Rejecting Iran nuclear deal is a vote for war, Obama says
President Barack Obama is pushing to seal the Iran nuclear deal, accusing opponents of "selling a fantasy".
In a speech at a Washington DC university he said the agreement is publicly supported by every country in the world, except for Israel.
He described a forthcoming congressional vote on lifting sanctions as either a vote for war or for peace.
Members of Congress have come under intense pressure from Israeli interest groups to reject the deal.
Mr Obama described it as the "strongest non-proliferation agreement ever negotiated".
He equated those who oppose the deal with the supporters of the American invasion of Iraq.
"The same mindset, in many cases offered by the same people - who seem to have no compunction with being repeatedly wrong - led to a war that did more to strengthen Iran, more to isolate the United States, than anything we have done before or since."
In a conference call arranged by a Jewish organisation on Wednesday, Israeli Prime Minister Netanyahu rejected the notion that a vote against the deal is a vote for war.
Instead, a vote for the deal would make war more likely, Mr Netanyahu argued.
"It will spark a nuclear arms race in the region," Mr Netanyahu said. "And it would feed Iran's terrorism and aggression that would make war, perhaps the most horrific war of all, far more likely."

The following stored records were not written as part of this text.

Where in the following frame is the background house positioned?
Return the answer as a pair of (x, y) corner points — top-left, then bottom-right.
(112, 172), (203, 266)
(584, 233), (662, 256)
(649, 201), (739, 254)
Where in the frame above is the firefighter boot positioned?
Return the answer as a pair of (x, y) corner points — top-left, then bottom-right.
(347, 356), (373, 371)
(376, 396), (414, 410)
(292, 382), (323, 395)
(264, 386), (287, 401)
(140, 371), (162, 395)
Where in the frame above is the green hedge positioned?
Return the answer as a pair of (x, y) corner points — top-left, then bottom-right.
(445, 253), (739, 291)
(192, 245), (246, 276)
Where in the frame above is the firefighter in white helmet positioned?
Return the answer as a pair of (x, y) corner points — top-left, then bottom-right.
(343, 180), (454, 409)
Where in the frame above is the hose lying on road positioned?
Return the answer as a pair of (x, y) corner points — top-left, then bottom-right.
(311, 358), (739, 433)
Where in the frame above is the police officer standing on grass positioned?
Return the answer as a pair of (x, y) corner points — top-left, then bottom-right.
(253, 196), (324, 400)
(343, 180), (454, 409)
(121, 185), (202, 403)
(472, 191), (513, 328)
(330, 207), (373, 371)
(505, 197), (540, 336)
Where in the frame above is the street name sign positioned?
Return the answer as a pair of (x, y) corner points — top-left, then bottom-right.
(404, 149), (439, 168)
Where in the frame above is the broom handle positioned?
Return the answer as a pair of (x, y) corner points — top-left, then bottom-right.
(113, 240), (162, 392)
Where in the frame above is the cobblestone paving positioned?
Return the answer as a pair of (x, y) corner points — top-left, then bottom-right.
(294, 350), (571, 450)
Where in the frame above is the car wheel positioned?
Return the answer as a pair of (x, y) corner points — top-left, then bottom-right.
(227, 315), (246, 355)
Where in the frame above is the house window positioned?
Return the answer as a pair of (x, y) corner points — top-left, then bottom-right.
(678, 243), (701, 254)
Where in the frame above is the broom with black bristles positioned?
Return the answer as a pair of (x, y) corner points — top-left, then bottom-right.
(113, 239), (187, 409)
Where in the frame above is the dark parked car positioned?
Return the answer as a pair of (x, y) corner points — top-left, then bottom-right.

"Peace is not the absence of conflict," Mr Obama said in his speech, quoting President Ronald Reagan. "It is the ability to cope with conflict by peaceful means."
President John F Kennedy in 1963, spoke at the same Washington DC area university in support of diplomacy with the Soviet Union.
The Iran deal is considered a signature achievement of Mr Obama's foreign policy legacy. He and his aides will work through the summer Congressional recess to convince lawmakers to confirm the deal.
The nuclear deal calls for Iran to reduce its enrichment in exchange for the releasing of millions of dollars in frozen assets.